On January 30th, I advanced the notion that North Korea and Iran would cooperate in Uranium enrichment and a nuclear test

North Korea will soon attempt another nuclear test.

It will involve an underground explosion.

Radiation will be detected.

Iran will participate, probably to the degree that it will be at least as much an Iranian as a North Korean test.

The United Nations will issue another harshly worded resolution about North Korea, in which China will probably join, and additional but equally ineffective sanctions will again be imposed on North Korea.

The United States will continue to negotiate with Iran and eventually acquiesce in up to twenty percent Uranium enrichment. Iran will “reluctantly” agree, claiming to do so because her people (particularly the little children) must no longer suffer from unjust sanctions.

Regardless of whether Iran abides by or violates the agreement, enrichment beyond that point will continue to be carried out for Iran in North Korea.

North Korea and Iran – partners in nuclear and missile programs.

DEBKAfileSpecial ReportFebruary 12, 2013, 1:42 PM (GMT+02:00)

DEBKAfile: North Korea N-bomb test sites attended by Iranians
DEBKAfile: North Korea N-bomb test sites attended by Iranians

There is full awareness in Washington and Jerusalem that the North Korean nuclear test conducted Tuesday, Feb. 12, brings Iran that much closer to conducting a test of its own. A completed bomb or warhead are not necessary for an underground nuclear test; a device which an aircraft or missile can carry is enough.

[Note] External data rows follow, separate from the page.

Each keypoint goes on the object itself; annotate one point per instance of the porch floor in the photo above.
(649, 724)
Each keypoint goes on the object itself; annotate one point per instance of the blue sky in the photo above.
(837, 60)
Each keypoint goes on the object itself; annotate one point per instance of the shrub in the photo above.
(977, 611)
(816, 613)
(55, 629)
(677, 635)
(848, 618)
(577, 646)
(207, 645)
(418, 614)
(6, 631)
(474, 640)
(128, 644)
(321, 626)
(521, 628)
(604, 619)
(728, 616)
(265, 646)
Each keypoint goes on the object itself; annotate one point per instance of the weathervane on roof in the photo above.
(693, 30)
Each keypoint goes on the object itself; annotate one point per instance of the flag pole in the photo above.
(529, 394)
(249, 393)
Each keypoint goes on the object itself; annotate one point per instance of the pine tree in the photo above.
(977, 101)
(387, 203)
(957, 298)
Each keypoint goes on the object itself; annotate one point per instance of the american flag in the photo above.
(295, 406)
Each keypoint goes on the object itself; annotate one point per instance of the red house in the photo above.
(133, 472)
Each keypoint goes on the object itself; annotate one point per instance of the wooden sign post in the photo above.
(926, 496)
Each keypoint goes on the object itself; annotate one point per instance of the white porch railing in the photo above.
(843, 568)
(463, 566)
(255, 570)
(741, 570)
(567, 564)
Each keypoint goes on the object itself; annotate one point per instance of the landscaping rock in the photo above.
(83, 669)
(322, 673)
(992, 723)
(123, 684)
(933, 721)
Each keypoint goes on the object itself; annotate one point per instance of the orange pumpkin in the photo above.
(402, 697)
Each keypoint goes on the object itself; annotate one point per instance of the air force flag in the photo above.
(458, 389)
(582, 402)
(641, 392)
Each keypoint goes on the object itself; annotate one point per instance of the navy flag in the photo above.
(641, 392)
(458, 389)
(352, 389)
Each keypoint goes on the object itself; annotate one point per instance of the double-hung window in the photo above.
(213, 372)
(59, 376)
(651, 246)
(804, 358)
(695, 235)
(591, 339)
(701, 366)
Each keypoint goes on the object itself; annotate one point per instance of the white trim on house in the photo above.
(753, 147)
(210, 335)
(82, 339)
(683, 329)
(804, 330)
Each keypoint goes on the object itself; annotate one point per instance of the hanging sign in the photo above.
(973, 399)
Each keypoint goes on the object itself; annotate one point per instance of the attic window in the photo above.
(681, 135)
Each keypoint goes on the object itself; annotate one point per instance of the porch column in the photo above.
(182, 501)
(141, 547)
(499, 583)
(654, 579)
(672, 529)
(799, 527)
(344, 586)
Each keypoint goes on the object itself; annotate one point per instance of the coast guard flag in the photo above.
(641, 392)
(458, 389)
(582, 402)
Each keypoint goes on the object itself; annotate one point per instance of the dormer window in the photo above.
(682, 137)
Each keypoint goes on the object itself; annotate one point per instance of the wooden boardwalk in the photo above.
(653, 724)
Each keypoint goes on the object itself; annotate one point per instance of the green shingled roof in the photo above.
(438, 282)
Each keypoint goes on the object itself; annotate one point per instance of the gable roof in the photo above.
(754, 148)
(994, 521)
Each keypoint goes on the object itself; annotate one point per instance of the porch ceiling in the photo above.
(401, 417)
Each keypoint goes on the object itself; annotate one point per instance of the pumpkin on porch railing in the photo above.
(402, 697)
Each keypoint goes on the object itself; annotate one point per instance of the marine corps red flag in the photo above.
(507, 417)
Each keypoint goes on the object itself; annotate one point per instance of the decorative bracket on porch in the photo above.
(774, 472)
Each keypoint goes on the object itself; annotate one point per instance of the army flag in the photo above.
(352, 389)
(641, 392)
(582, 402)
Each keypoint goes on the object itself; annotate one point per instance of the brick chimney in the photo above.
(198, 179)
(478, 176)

Mahmoud Ahmadinejad’s boast this week that Iran will soon place a satellite in orbit at an altitude of 36,000 kilometers – and Tehran’s claim on Feb. 4 to have sent a monkey into space – highlight Iran’s role in the division of labor Pyongyang and Tehran have achieved in years of collaboration: the former focusing on a nuclear armament and the latter on long-range missile…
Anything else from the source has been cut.